By Mohammad Mazhari

U.S. should compensate illegal sanctions against Iran and Cuba: Tampere University scholar 

November 3, 2020 - 22:17

TEHRAN – An American academic says that the U.S. should compensate the decades-old illegal sanctions and embargo against Iran and Cuba.

Tuomo Melasuo, a political science professor at Tampere University, tells the Tehran Times that the idea of conditionality for the U.S. return to the JCPOA can reinforce multilateralism around the world.
The following is the text of the interview:
   

Q:  The U.S. is practicing more and more unilateral policies and at the same time it withdraws from major international and multilateral treaties. This policy continues to isolate that country. Don’t you think this would allow the rest of the world, especially China and Russia together with Europe, to challenge the United States’ leading role in many different fields?

A:  It is true that the USA is isolating herself more and more from world affairs. However, this is a very ambivalent evolution. The general trend today goes in the opposite direction, nobody can face the future alone anymore. We do not need another North Korea, even if it is a former “superpower”. It is extremely difficult to say if China, Russia, and Europe can have a common stand towards the USA, but if they want to remain responsible countries, they must fulfill the expectations the rest of the world is placing on them.

Q:  Do you agree that Iran should demand compensation for the losses the U.S. has caused through its illegal sanctions? 

A: This also is a difficult question that should be debated on an international level. Illegal sanctions are causing suffering for many nations and innocent people.

 Of course, Iranian Foreign Minister Javad Zarif can require that the USA compensate Iran’s losses. Nevertheless, the goal of the international community should be larger and should aim at the creation of a regime where all rogue states, be it a superpower, would be prosecuted for unilateral and illegal sanctions.

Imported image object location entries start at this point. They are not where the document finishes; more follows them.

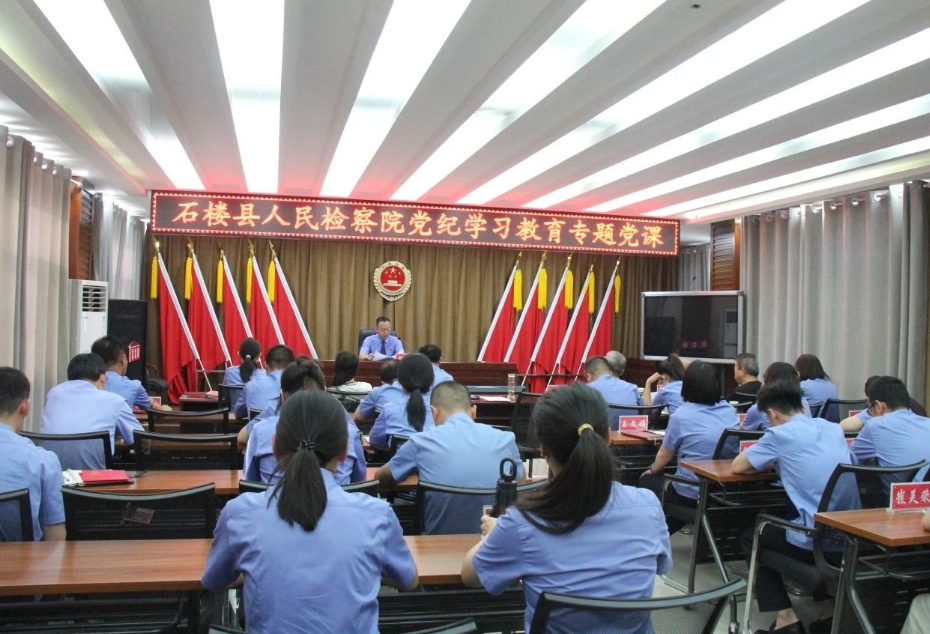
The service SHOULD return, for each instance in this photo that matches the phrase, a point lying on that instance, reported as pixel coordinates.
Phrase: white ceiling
(725, 107)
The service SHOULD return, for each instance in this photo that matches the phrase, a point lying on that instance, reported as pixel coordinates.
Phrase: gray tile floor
(708, 577)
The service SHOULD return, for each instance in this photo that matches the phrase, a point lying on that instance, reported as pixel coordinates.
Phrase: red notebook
(104, 476)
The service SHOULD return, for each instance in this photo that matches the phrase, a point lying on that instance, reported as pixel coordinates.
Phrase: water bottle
(506, 487)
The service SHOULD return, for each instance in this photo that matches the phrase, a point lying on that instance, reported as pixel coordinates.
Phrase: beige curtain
(118, 239)
(845, 279)
(451, 301)
(34, 203)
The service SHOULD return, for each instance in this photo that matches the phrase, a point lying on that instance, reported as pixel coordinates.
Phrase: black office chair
(815, 408)
(206, 421)
(186, 514)
(458, 509)
(251, 486)
(467, 626)
(186, 451)
(397, 441)
(728, 445)
(76, 451)
(837, 409)
(16, 517)
(522, 429)
(693, 613)
(228, 395)
(349, 401)
(824, 573)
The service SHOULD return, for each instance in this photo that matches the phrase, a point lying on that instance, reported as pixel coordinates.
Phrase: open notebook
(90, 477)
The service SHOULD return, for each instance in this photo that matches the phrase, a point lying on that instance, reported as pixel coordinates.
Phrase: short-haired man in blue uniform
(615, 390)
(381, 344)
(805, 451)
(265, 390)
(26, 466)
(456, 452)
(894, 435)
(114, 356)
(81, 405)
(389, 390)
(434, 354)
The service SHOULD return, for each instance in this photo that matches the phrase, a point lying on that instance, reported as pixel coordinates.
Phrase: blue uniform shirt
(670, 396)
(372, 344)
(693, 433)
(260, 464)
(818, 391)
(615, 553)
(462, 453)
(440, 375)
(25, 466)
(129, 389)
(805, 452)
(758, 421)
(233, 376)
(260, 392)
(78, 407)
(617, 392)
(376, 399)
(393, 420)
(897, 438)
(325, 580)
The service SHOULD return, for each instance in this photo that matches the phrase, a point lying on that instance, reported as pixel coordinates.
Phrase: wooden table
(892, 530)
(719, 472)
(225, 480)
(91, 567)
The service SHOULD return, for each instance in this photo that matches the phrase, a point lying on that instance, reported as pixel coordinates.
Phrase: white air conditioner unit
(88, 314)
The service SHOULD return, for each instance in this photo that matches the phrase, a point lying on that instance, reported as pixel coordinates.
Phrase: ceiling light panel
(413, 34)
(108, 60)
(871, 160)
(251, 41)
(593, 27)
(775, 29)
(833, 134)
(892, 58)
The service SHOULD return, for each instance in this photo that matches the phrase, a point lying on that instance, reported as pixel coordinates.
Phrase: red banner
(202, 213)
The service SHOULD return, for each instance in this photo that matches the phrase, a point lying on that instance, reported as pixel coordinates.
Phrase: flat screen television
(704, 325)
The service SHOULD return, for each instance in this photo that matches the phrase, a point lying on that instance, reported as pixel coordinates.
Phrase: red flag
(601, 340)
(500, 332)
(177, 346)
(235, 325)
(261, 313)
(204, 327)
(570, 355)
(550, 336)
(289, 319)
(524, 339)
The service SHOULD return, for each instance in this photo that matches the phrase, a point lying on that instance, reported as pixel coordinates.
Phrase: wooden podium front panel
(467, 372)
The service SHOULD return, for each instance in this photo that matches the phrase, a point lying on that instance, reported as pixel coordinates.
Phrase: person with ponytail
(260, 463)
(694, 430)
(581, 534)
(250, 352)
(312, 556)
(409, 414)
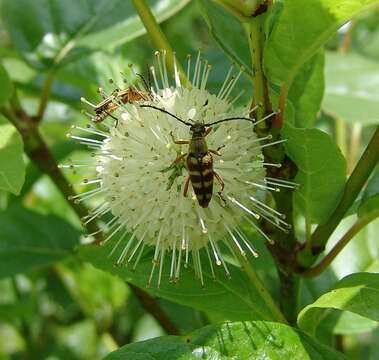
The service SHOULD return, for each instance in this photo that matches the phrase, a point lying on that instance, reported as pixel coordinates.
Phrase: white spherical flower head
(164, 189)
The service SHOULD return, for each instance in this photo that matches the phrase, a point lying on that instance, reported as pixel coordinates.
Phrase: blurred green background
(70, 310)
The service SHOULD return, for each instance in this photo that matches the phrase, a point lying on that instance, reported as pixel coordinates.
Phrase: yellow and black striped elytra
(117, 99)
(199, 159)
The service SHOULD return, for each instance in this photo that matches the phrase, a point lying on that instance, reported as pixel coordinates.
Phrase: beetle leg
(178, 142)
(180, 157)
(207, 132)
(219, 180)
(216, 152)
(186, 187)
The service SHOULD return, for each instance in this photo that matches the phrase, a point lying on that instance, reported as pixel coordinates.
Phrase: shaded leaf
(370, 197)
(322, 172)
(357, 293)
(228, 32)
(6, 87)
(247, 340)
(29, 239)
(307, 90)
(12, 173)
(352, 87)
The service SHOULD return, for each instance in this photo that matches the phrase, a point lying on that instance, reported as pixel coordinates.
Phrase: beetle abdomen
(200, 168)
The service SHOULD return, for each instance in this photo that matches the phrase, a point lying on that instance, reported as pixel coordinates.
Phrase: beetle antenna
(168, 113)
(144, 81)
(229, 119)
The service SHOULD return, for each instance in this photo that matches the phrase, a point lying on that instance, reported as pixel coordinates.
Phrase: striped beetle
(199, 158)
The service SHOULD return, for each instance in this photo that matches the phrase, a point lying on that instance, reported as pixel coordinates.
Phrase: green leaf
(12, 173)
(370, 197)
(361, 254)
(298, 34)
(6, 88)
(29, 239)
(234, 299)
(352, 88)
(322, 172)
(357, 293)
(307, 90)
(239, 340)
(48, 32)
(228, 32)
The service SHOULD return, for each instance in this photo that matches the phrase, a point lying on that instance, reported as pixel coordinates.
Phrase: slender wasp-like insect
(199, 158)
(118, 98)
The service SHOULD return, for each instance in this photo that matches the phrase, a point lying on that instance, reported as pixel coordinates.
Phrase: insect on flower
(117, 99)
(127, 169)
(199, 158)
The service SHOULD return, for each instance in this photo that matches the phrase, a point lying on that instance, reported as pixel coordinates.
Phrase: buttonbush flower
(134, 170)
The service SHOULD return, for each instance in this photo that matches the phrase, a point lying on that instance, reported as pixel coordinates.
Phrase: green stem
(340, 128)
(39, 153)
(258, 284)
(157, 36)
(255, 33)
(283, 251)
(355, 141)
(243, 9)
(357, 179)
(152, 306)
(326, 261)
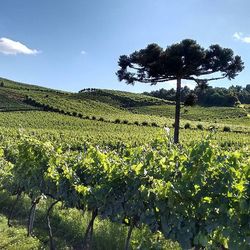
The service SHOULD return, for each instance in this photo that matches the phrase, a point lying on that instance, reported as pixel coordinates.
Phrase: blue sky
(75, 44)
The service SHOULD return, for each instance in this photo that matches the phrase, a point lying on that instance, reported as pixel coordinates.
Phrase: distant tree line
(206, 95)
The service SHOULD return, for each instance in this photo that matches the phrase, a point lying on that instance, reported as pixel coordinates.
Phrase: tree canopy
(186, 60)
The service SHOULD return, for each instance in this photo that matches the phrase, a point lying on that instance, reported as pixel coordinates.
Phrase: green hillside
(42, 127)
(118, 107)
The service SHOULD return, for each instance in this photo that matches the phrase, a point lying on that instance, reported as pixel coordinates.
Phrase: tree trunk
(177, 111)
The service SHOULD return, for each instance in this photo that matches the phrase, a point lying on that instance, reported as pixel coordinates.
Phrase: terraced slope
(119, 107)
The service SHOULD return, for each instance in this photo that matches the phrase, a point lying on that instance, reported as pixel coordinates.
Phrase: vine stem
(13, 207)
(131, 227)
(87, 240)
(52, 246)
(32, 215)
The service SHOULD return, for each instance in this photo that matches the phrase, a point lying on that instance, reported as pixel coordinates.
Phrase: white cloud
(10, 47)
(239, 36)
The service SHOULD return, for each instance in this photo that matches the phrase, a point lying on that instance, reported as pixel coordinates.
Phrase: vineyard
(96, 169)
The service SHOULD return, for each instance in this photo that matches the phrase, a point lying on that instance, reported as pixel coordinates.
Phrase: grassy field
(106, 118)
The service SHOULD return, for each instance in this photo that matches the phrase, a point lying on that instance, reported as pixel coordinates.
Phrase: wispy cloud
(11, 47)
(239, 36)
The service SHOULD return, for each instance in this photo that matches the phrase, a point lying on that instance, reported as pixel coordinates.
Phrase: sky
(75, 44)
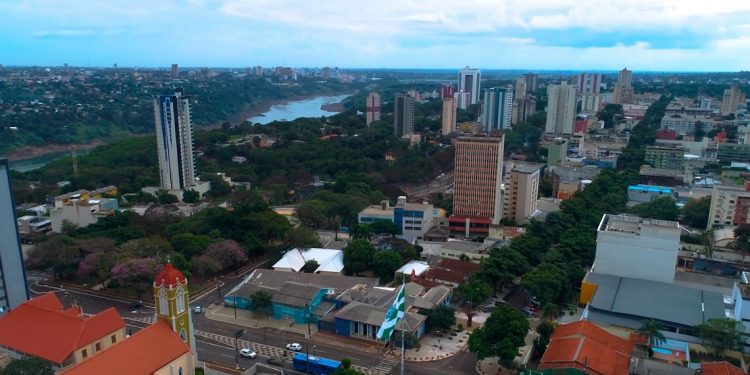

This kind of conditionality for the USA’s return to the JCPOA could be an occasion to strengthen this multilateral drive towards a more just world.

Further on, besides the sanctions against Iran, the USA should compensate also for the decades-old illegal sanctions and embargo against Cuba.

Q:   Do you think the controversies between Iran and the U.S. would end with a war?

A:  Of course, I hope that these controversies will not lead to war. It would be the worst thing to happen for both antagonists, but at the same time, it would be a catastrophe for the whole Middle East (West Asia) and for the international community. This requires that both antagonists do all they can in order to avoid the war. Today’s international community and also individual countries have such complex and multiform profiles that war is not a solution, on the contrary.

Q:  Why does Israel oppose creating a West Asia zone free of nuclear weapons?

A:  Up to my understanding there are mainly two explanations for your question.

 Primo, that Israel has never recognized that it owns nuclear arms. It might voluntarily maintain secrecy on it also for leaving the world to believe that it could really use those arms against its neighbors.

 Second, if the nuclear-weapon-free zone in the Middle East (West Asia) would be created, on one hand, it would reduce the strategic weight of the USA and its vassal in the area. On the other hand, the NWFZME will reduce the tensions in the region and make them more local. At the same time, the only nuclear arms country in the area will lose its strategic position and become a banal local entity.

By the way, I am wondering why this crucial issue has not been included in Mr. Trump’s efforts for peace, neither it seems to play no role in the new initiative’s countries like the UAE and Bahrain have done recently.